[ClusterLabs] Antw: Re: Antw: Re: Resource won't start, crm_resource -Y does not help

Tue Jul 23 09:47:55 EDT 2019

On Tue, 2019-07-23 at 07:57 +0200, Ulrich Windl wrote:
> > > > Ken Gaillot <kgaillot at redhat.com> schrieb am 22.07.2019 um
> > > > 18:14 in Nachricht
> 
> <e78507363a1bdc8c718d96ba5a339ae31c3e59d1.camel at redhat.com>:
> > On Mon, 2019-07-22 at 15:45 +0200, Ulrich Windl wrote:
> > > Hi!
> > > 
> > > My RA actually sends OCF_ERR_ARGS if checking the args detects a
> > > problem.
> > > But as the error can be resolved sometimes without changing the
> > > args
> > > (eg.
> > > providing some resource by other means), I suspect CRM does not
> > > handle that
> > > properly. Even after a resource cleanup.
> > > 
> > > My RA logs any parameter check, and I can see that no parameter
> > > check
> > > is being
> > > performed...
> > > 
> > > I also noticed that the "invalid parameter" persists on a node
> > > even
> > > after
> > > restarting pacemaker on that node.
> > 
> > Pacemaker treats OCF_ERR_ARGS as a "hard" failure, meaning it won't
> > be
> > retried on the same node. But it should attempt to start on any
> > other
> > eligible nodes.
> 
> This makes _some_ sense: If the parameters are unacceptable
> (OCF_ERR_ARGS) it really makes no sense to retry (Like havinf
> specified a host name that does not exist).
> However there are _two_ events that may change the state:
> 
> 1) If the parameters (e.g. hostname) is changed
> 
> 2) If the configuration outside the cluster was changed (e.g. making
> the hostname valid now)
> 
> In thge light of 2) I don't really see why a resource cleanup really
> does not reset the error condition. That is really unexpected.
> 
> > 
> > The failure should be cleared by either cleanup or pacemaker
> > restart.
> 
> According to my impression a cleanup did not change the condition but
> a cluster node restart did.

If a cleanup doesn't take care of it, something's going wrong.

> 
> > That's the mystery here. I can't even imagine how it would be
> > possible
> > to survive a pacemaker restart -- are you sure it wasn't simply a
> > new
> > attempt getting the same result?
> 
> According to the logs of my RA there were less parameter checks than
> expected, and the only explanation to me was that the result was
> cached somewhere.
> 
> 
> > 
> > > 
> > > So:
> > > # crm_resource -r prm_idredir_test -VV start
> > >  warning: unpack_rsc_op_failure:        Processing failed start
> > > of
> > > prm_idredir_test on h02: invalid parameter | rc=2
> > > 
> > > (Start was not even tried)
> > > 
> > > Eventually I was able to start the resource.

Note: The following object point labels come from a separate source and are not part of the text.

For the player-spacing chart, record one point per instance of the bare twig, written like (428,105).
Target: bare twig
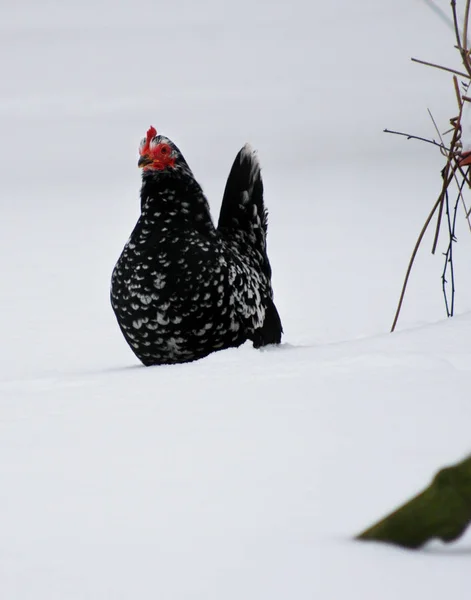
(412,259)
(409,136)
(435,66)
(455,24)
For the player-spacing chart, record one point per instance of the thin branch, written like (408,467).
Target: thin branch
(457,92)
(409,136)
(455,23)
(435,66)
(411,261)
(465,27)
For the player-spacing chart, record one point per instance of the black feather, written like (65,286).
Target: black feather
(182,289)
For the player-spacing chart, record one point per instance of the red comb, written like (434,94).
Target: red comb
(151,133)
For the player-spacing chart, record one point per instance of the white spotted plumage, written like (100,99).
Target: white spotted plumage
(183,288)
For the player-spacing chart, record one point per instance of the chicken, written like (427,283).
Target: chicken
(181,288)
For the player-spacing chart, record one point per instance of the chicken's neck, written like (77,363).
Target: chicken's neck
(174,202)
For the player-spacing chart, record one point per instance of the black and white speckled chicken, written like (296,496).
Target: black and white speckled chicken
(181,288)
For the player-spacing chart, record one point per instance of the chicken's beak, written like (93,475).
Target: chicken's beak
(144,160)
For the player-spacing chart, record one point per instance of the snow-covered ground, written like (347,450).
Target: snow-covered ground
(247,474)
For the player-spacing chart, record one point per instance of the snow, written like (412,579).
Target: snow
(246,474)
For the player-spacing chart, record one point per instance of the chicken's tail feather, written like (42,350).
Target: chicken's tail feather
(242,208)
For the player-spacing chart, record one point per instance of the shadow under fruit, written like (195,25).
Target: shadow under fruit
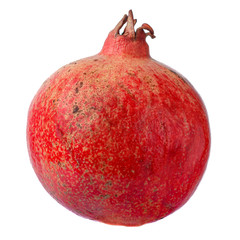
(119,137)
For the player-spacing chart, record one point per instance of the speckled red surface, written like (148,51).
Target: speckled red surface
(118,138)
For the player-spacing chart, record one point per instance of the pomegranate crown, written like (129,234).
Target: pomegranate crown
(129,29)
(129,43)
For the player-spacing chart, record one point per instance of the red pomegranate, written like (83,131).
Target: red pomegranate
(119,137)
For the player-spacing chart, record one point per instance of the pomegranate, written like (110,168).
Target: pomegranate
(119,137)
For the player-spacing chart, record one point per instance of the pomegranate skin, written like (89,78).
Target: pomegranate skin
(119,137)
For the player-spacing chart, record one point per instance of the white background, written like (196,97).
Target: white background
(200,39)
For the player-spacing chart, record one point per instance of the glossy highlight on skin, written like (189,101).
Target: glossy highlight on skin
(119,137)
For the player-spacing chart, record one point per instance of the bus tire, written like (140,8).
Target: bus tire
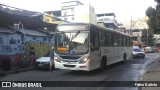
(124,57)
(103,64)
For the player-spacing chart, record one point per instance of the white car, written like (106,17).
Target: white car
(43,62)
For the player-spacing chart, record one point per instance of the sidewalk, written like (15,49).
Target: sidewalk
(152,74)
(15,70)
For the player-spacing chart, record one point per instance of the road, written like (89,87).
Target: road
(132,70)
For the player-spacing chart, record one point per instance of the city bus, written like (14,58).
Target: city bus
(80,46)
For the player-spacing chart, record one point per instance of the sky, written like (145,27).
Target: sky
(123,9)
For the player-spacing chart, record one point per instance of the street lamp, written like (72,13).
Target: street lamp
(17,27)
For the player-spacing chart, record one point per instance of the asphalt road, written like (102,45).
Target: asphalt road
(132,70)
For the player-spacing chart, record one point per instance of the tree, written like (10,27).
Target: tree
(152,21)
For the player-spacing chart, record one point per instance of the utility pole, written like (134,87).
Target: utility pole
(131,26)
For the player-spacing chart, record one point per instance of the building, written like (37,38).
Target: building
(107,20)
(18,33)
(68,10)
(76,12)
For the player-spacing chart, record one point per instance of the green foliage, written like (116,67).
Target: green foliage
(41,48)
(154,19)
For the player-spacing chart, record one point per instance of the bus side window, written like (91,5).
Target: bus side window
(94,39)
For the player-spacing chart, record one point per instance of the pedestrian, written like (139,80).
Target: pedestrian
(51,59)
(32,56)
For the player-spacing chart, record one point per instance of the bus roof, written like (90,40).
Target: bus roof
(97,26)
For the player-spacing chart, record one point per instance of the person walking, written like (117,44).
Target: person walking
(51,59)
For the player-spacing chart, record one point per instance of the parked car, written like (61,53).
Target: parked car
(137,52)
(43,62)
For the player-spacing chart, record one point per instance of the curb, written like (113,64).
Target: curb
(16,71)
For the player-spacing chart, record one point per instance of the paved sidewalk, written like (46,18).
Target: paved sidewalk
(152,74)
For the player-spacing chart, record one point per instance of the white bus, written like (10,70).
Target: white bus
(80,46)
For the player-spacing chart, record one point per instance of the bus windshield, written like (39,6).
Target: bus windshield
(72,42)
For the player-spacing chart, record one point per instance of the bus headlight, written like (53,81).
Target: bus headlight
(84,60)
(56,58)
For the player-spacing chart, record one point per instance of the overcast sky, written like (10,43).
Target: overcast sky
(123,9)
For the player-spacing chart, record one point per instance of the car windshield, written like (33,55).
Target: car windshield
(137,50)
(72,42)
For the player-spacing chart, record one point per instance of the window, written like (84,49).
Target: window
(94,38)
(115,39)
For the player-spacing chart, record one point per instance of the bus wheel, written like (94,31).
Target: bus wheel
(103,65)
(124,58)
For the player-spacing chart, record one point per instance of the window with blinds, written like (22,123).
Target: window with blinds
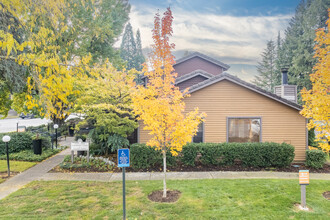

Some other process
> > > had a
> > > socket
> > > address in use my resource needed...
> > 
> > Since you control the RA, you might want to set exit reasons, which
> > will be shown in the status display (the exitreason='' in your
> > output
> > below). There's an ocf_exit_reason convenience function, e.g.
> > 
> >    ocf_exit_reason "Some other process has the socket address in
> > use"
> >    exit $OCF_ERR_ARGS
> 
> Oh, this must be rather new ;-)
> 
> Since when is that available?
> 
> Regards,
> Ulrich

If you consider 2014 new :)

Of course it always takes a little longer to find its way into
distributions.
-- 
Ken Gaillot <kgaillot at redhat.com>